Statistics can be ruthless in rare diseases. Fabre and co-authors calculate that if a symptom occurs in 5% of patients and is 50 times more common than in the general population, approximately 72 complete case reports are needed to have a >95% probability of the same symptom being recorded at least twice. This assumption is optimistic, however, and assumes that every present symptom will be described.

The reality, however, is worse. Positive associations are published far more frequently in the literature than carefully documented absence of a trait. It's no wonder that important phenotypic elements sometimes take decades to become canonized, as in the case of Microvillus inclusion disease (MVID), where the impact of the PFIC-like phenotype or MYO5B gene variants was not described until many years after the first reports.

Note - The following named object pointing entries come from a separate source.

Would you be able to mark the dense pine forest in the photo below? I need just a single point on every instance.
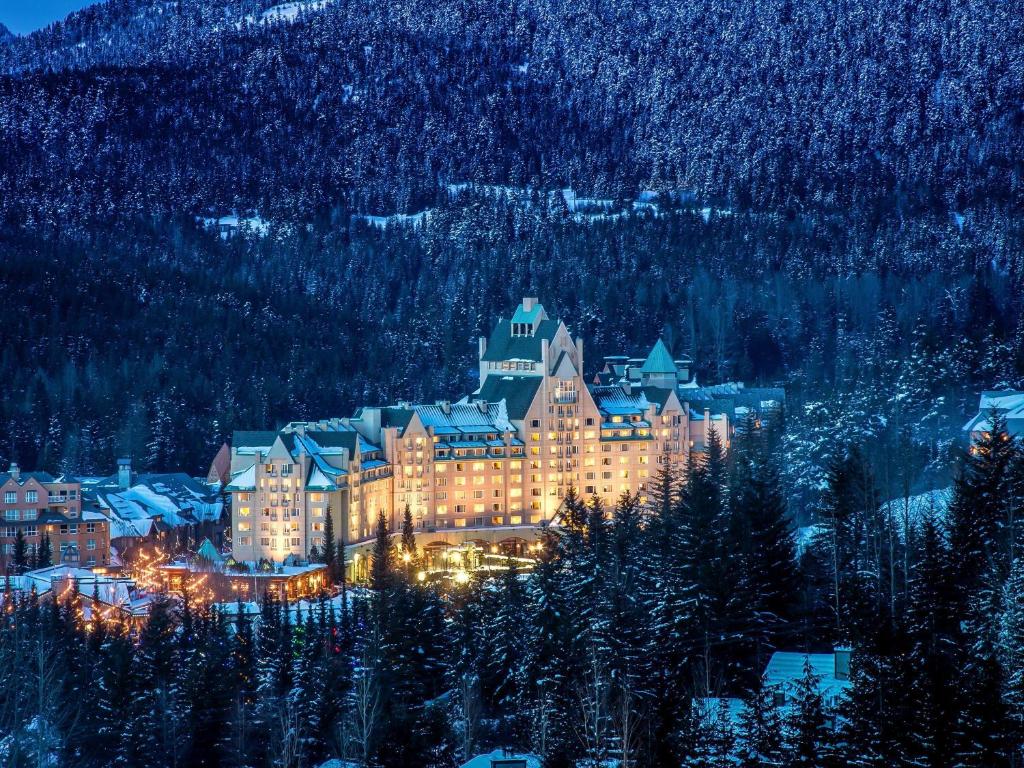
(838, 212)
(821, 196)
(607, 649)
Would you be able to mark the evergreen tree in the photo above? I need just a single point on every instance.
(760, 736)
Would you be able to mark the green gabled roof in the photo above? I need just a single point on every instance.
(657, 395)
(504, 346)
(261, 438)
(332, 438)
(396, 417)
(659, 360)
(517, 391)
(521, 315)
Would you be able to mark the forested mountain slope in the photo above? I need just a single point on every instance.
(360, 104)
(839, 210)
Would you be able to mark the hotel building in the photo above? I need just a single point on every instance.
(500, 458)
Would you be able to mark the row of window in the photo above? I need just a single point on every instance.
(10, 497)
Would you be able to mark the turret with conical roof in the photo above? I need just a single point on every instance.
(658, 370)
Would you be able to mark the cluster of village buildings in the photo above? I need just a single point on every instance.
(492, 466)
(480, 476)
(485, 473)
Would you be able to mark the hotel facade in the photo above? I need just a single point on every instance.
(501, 458)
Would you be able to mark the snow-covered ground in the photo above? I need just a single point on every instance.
(288, 12)
(228, 225)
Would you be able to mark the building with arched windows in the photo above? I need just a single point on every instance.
(501, 458)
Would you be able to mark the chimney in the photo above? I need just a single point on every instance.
(124, 473)
(842, 656)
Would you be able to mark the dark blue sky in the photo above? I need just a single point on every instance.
(22, 16)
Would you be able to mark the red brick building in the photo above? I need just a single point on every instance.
(39, 505)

In smaller hospitals and clinics, where patients with rare diseases appear sporadically, a reliable, structured phenotype description may be the only way to further diagnosis and, consequently, appropriate treatment. An overly general entry, such as "dysmorphic face," "abnormal teeth," or "delay," loses its informative value and does not help diagnosticians look deeper.

Fabre and co-authors emphasize that using standards in descriptions based on the Human Phenotype Ontology (HPO) , recording both the presence and absence of features, and updating the description over time increases the chance of accurate diagnosis and thus shortens the patient's diagnostic odyssey . The authors add that inaccurate case reports cost rare disease patients years of life without a diagnosis.

The proposals are pragmatic and feasible. First, they propose a return to publishing complete case reports in high- impact journals in a standardized, indexed case report format.

Secondly, they draw attention to the need to create a universal checklist based on HPO terminology, covering all organ systems, with mandatory marking of both abnormalities and correct findings as well as missing data , so that it is possible to conclude about the absence of symptoms.

Third, they point to the need for a publicly available database that would aggregate data from published cases and allow for updates over time . At the same time, the authors warn against the "lantern effect" in large registries: if classic manifestations are primarily recorded, these will be the most frequently seen. Even extensive networks such as the Global Alagille Alliance (over 1,400 patients from 32 countries) are limited in this regard. Electronic medical records can help, but only if there is a habit of also noting the absence of a given symptom in the medical history .

From the perspective of the Ministry of Health's announcement, which introduced a plan for rare diseases , yes, but on one condition... In a July interview with Prawo.pl, Deputy Minister Urszula Demkow confirmed that the Polish Registry of Rare Diseases will collect information on symptoms and treatment effectiveness, among other things, creating a knowledge bank for doctors and decision-makers, and that work on it is nearing completion. This means that the clinical component has been established at the conceptual level . Following Fabre's considerations, time will tell whether the Polish registry will actually take into account the phenotype so as not to fall into the trap of superficial descriptions, and whether it will support shortening the diagnostic path for patients with rare diseases.

The authors of the publication, paraphrasing Albert Camus's "misnaming of things adds to the misery of the world," argue that incomplete descriptions of rare diseases increase the "misery" of patients. Therefore , thorough disease description remains an effective weapon in establishing a diagnosis. A better phenotype means better genotype matching, shorter diagnostic time, and ultimately, appropriate therapy.

It also provides better material for national registries, which clinicians use to create recommendations and provide payers with more accurate monitoring of therapy effects and a lower risk of missed diagnoses.